Payments to the firms are capped at $2,500 a month -- "good for us from a budget perspective," Cappellino said.
A Buffalo News examination of monthly bills obtained under the Freedom of Information Law shows Travers Collins billed for the maximum fee for each of the first seven months of the contract and is on pace to collect $30,000 for the first year of its contract.
Some months, the firm's billable hours exceeded the cap, meaning Travers Collins, in effect, provided some services free of charge.
"We think we give them good value," Collins said.
A member of the Travers Collins staff typically attends monthly board meetings, writes news releases, deals with reporters and advises agency officials on how to handle media matters.
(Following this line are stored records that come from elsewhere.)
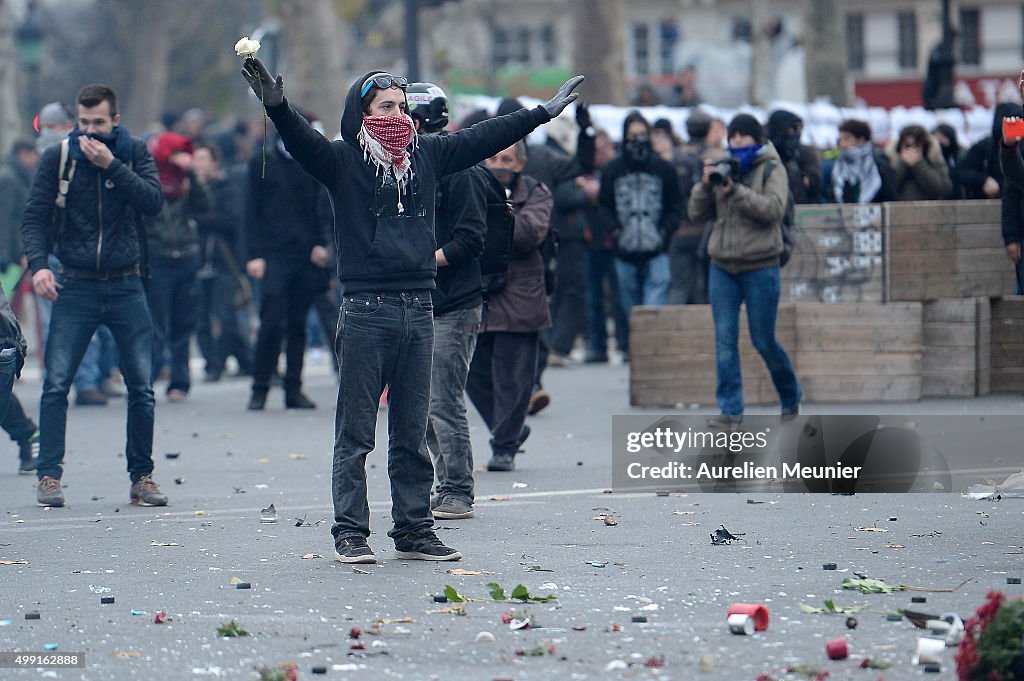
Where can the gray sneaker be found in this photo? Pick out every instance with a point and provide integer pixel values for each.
(48, 492)
(145, 493)
(453, 508)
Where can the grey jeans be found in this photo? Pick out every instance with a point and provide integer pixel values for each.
(448, 426)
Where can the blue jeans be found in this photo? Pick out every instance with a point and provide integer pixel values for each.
(760, 290)
(644, 284)
(84, 304)
(384, 340)
(8, 365)
(448, 427)
(601, 268)
(100, 356)
(173, 297)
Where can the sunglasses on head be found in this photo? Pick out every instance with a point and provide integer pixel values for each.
(384, 82)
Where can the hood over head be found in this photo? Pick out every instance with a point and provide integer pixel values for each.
(1003, 111)
(351, 117)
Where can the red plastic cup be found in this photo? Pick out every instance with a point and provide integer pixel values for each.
(837, 649)
(756, 610)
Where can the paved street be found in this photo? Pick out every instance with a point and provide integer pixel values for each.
(541, 526)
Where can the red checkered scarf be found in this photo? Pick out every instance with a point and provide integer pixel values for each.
(385, 141)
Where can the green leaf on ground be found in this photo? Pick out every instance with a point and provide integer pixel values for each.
(871, 586)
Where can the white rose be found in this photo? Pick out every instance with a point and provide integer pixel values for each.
(246, 47)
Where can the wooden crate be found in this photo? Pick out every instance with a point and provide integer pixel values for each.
(1008, 344)
(672, 356)
(957, 349)
(859, 351)
(838, 255)
(936, 250)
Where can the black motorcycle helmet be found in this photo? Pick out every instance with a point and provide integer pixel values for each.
(428, 104)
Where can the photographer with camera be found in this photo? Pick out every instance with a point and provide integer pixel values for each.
(745, 195)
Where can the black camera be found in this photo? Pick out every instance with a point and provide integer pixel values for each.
(725, 168)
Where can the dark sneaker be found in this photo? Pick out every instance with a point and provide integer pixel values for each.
(48, 492)
(28, 452)
(257, 401)
(538, 400)
(453, 508)
(425, 547)
(145, 493)
(90, 397)
(725, 421)
(353, 550)
(298, 400)
(501, 462)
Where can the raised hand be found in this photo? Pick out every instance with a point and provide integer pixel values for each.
(269, 90)
(564, 96)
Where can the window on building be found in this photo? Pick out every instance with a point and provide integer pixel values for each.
(641, 49)
(549, 52)
(855, 41)
(511, 46)
(907, 40)
(970, 37)
(669, 36)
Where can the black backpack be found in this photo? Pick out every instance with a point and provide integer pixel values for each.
(788, 224)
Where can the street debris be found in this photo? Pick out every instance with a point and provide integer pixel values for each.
(756, 610)
(498, 595)
(837, 649)
(231, 630)
(723, 537)
(832, 608)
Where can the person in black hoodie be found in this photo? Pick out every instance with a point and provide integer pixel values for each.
(460, 227)
(980, 172)
(383, 180)
(641, 192)
(288, 216)
(803, 163)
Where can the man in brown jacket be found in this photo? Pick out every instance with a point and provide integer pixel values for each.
(501, 377)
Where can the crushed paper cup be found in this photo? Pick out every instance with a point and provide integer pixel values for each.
(837, 649)
(756, 610)
(741, 625)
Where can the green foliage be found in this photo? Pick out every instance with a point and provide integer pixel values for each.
(1000, 641)
(231, 630)
(871, 586)
(832, 608)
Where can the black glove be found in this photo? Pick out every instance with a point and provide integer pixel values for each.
(564, 96)
(583, 116)
(270, 91)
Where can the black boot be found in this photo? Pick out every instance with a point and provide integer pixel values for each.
(298, 400)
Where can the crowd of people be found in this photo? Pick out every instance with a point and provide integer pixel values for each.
(385, 236)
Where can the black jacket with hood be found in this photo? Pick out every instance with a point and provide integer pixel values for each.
(644, 201)
(378, 248)
(982, 160)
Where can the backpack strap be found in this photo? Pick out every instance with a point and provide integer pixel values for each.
(66, 172)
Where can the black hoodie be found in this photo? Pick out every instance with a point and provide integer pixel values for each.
(378, 249)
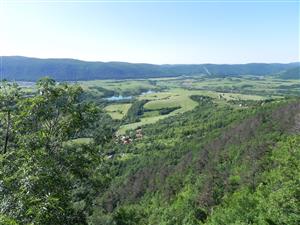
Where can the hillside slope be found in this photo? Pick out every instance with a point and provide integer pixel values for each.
(31, 69)
(214, 165)
(293, 73)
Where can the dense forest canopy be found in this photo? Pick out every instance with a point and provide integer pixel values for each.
(223, 161)
(30, 69)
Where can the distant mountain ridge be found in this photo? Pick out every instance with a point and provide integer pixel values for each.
(31, 69)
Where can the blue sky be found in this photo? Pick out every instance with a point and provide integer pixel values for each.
(156, 32)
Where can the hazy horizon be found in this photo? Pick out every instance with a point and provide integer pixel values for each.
(152, 32)
(77, 59)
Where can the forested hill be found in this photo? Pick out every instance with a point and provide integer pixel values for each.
(31, 69)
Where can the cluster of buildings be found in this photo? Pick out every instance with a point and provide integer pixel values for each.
(124, 139)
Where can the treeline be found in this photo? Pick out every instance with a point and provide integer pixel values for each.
(31, 69)
(45, 178)
(216, 164)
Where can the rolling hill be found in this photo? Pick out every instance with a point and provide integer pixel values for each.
(31, 69)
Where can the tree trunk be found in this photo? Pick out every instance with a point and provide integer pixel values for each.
(7, 133)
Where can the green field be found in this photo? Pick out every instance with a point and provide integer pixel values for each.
(177, 92)
(117, 111)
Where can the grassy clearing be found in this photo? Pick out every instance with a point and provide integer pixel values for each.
(117, 111)
(123, 87)
(178, 92)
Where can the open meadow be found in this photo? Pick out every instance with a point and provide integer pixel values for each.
(160, 98)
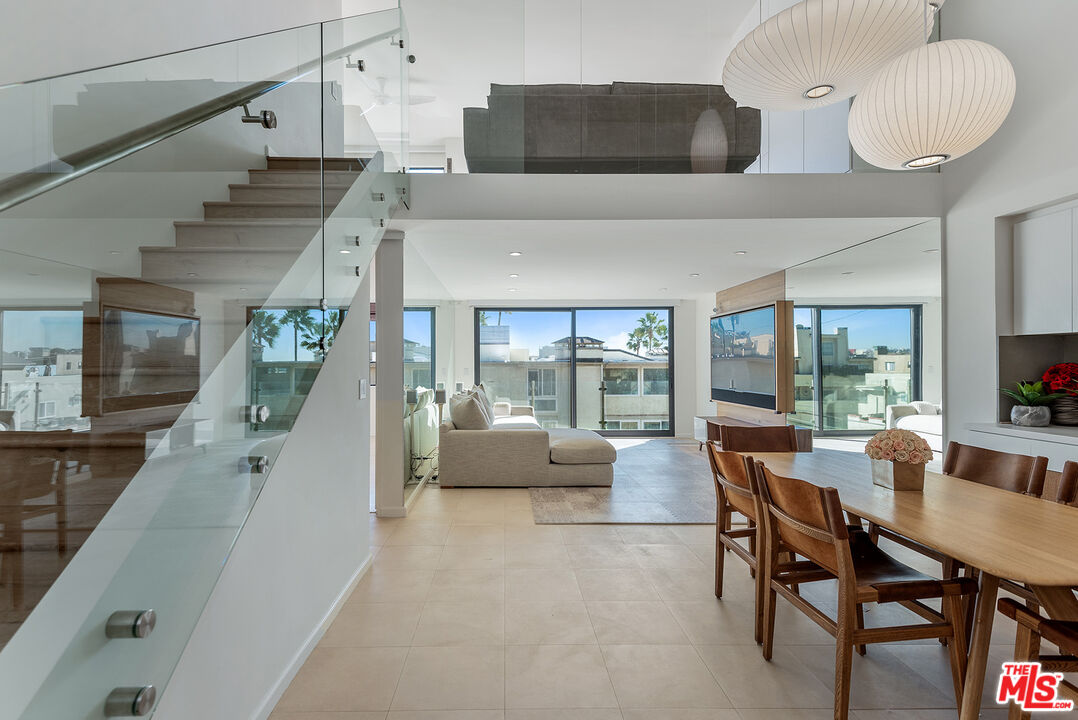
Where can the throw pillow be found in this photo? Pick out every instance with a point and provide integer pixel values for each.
(467, 413)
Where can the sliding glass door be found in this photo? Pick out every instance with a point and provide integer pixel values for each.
(852, 362)
(604, 369)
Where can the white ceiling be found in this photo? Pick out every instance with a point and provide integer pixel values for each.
(463, 46)
(625, 260)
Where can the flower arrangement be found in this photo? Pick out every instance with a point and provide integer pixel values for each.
(1062, 377)
(899, 446)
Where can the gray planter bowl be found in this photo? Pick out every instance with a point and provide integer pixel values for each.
(1031, 416)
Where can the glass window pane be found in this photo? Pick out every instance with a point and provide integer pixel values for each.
(627, 349)
(524, 360)
(867, 364)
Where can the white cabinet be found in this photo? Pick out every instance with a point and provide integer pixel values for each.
(1045, 275)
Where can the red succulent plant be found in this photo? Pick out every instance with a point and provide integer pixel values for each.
(1062, 377)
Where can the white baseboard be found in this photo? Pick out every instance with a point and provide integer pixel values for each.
(316, 635)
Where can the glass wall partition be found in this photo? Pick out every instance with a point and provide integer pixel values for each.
(604, 369)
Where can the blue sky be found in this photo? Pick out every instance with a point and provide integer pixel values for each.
(533, 329)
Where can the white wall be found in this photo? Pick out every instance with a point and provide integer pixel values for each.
(1031, 162)
(42, 39)
(303, 545)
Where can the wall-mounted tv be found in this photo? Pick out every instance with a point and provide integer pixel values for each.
(148, 359)
(744, 358)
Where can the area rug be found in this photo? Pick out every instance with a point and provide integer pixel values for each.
(657, 481)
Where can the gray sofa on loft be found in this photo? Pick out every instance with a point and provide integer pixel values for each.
(621, 127)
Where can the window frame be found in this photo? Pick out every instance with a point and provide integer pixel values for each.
(669, 432)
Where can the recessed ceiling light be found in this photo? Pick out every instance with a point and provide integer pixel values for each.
(818, 92)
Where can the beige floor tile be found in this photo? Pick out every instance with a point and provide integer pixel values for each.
(472, 557)
(624, 584)
(534, 535)
(563, 714)
(537, 556)
(880, 679)
(590, 535)
(650, 535)
(541, 585)
(432, 534)
(443, 715)
(460, 623)
(653, 676)
(381, 585)
(679, 714)
(666, 556)
(634, 623)
(716, 622)
(409, 557)
(360, 625)
(600, 556)
(452, 679)
(345, 679)
(475, 535)
(554, 676)
(752, 682)
(548, 623)
(468, 586)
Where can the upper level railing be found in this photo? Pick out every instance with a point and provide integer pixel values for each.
(171, 278)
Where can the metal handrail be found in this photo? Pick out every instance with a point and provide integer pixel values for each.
(30, 183)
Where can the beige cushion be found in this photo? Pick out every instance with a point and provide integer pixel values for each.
(574, 446)
(468, 412)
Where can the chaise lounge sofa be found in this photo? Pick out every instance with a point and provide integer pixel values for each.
(515, 452)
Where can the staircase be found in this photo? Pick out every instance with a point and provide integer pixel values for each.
(246, 245)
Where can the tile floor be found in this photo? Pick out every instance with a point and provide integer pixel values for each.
(472, 611)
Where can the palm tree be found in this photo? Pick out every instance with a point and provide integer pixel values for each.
(313, 333)
(265, 329)
(299, 318)
(653, 332)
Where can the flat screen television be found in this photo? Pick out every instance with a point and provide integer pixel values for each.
(148, 359)
(744, 358)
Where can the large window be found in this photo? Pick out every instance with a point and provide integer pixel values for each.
(852, 362)
(41, 369)
(603, 369)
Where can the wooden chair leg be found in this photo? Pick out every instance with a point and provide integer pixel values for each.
(861, 649)
(953, 612)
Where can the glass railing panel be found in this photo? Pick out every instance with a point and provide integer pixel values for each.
(150, 314)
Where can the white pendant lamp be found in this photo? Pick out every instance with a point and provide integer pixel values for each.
(819, 52)
(933, 105)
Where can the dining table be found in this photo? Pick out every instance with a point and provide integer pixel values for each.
(1002, 534)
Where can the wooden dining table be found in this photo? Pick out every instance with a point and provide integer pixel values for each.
(1004, 535)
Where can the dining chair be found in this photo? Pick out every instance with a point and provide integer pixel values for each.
(1033, 627)
(809, 520)
(759, 439)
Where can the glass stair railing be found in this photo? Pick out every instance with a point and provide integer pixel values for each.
(181, 238)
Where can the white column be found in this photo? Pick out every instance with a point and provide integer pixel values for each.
(389, 458)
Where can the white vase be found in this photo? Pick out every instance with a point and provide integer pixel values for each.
(709, 147)
(1031, 416)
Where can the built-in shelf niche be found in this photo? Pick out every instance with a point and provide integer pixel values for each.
(1026, 357)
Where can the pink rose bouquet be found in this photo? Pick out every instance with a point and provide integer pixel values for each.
(900, 446)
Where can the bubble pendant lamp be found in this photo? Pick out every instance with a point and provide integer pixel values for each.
(820, 52)
(933, 105)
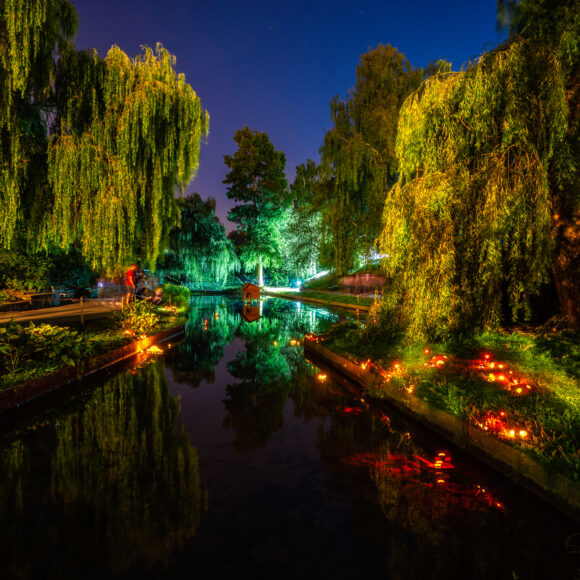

It also advises on marketing issues, such as preparation of brochures and development of a newsletter.
A May 2009 News investigation found that the failed One Sunset restaurant on Delaware Avenue in Buffalo was launched with the help of $110,000 in city loans and grants and was later kept afloat by a $50,000 loan approved by the ECIDA in August 2008.
The restaurant was on the brink of financial ruin when the ECIDA loan was approved, a fact not disclosed by city officials who served on an agency advisory panel.
A subsequent audit released by City Comptroller Andrew SanFillipo in August 2009 found wholesale problems with the way the Buffalo Economic Renaissance Corp. dealt with the restaurant, which it provided with loans and grants.
The audit also found the ECIDA did little to scrutinize One Sunset's application beyond running a personal credit check on restaurateur Leonard Stokes, despite a paper trail of public records that showed the restaurant had fallen behind in paying its sales tax receipts to the state and had been the target of lawsuits, liens and judgments.
Release of the comptroller's audit promoted criticism of the ECIDA by Mayor Byron W. Brown.
"At the end of the day, the Erie County IDA had a responsibility to provide oversight and review of any loans that were being made, and I think there was some due diligence there that needed to kick in as well," the mayor said.
The agency sprang into action the day The News reported Brown's comment.
On the afternoon of Aug. 21, the same day Brown's critical comments were reported in The News, Travers Collins issued a news release on behalf of the ECIDA that stated the loan application had been the subject of a "stringent review," that the ECIDA's handling of One Sunset "adhered to loan review guidelines" and that "due diligence is a way of life for us."
Only when pressed in an interview with The News did Culliton concede that the agency's scrutiny was limited to a personal credit check and interview with Stokes. A subsequent audit by SanFillipo found that Stokes' credit score was so low that it should have disqualified him from obtaining a government loan for the restaurant.
Bills submitted by Travers Collins show it spent 14 to 17.5 hours dealing with One Sunset issues over the course of the month, much of that time presumably related to the audit and continuing media coverage. That work, coupled with other tasks, amounted to hours valued at $3,525 for the month, of which the ECIDA was billed for its cap amount of $2,500.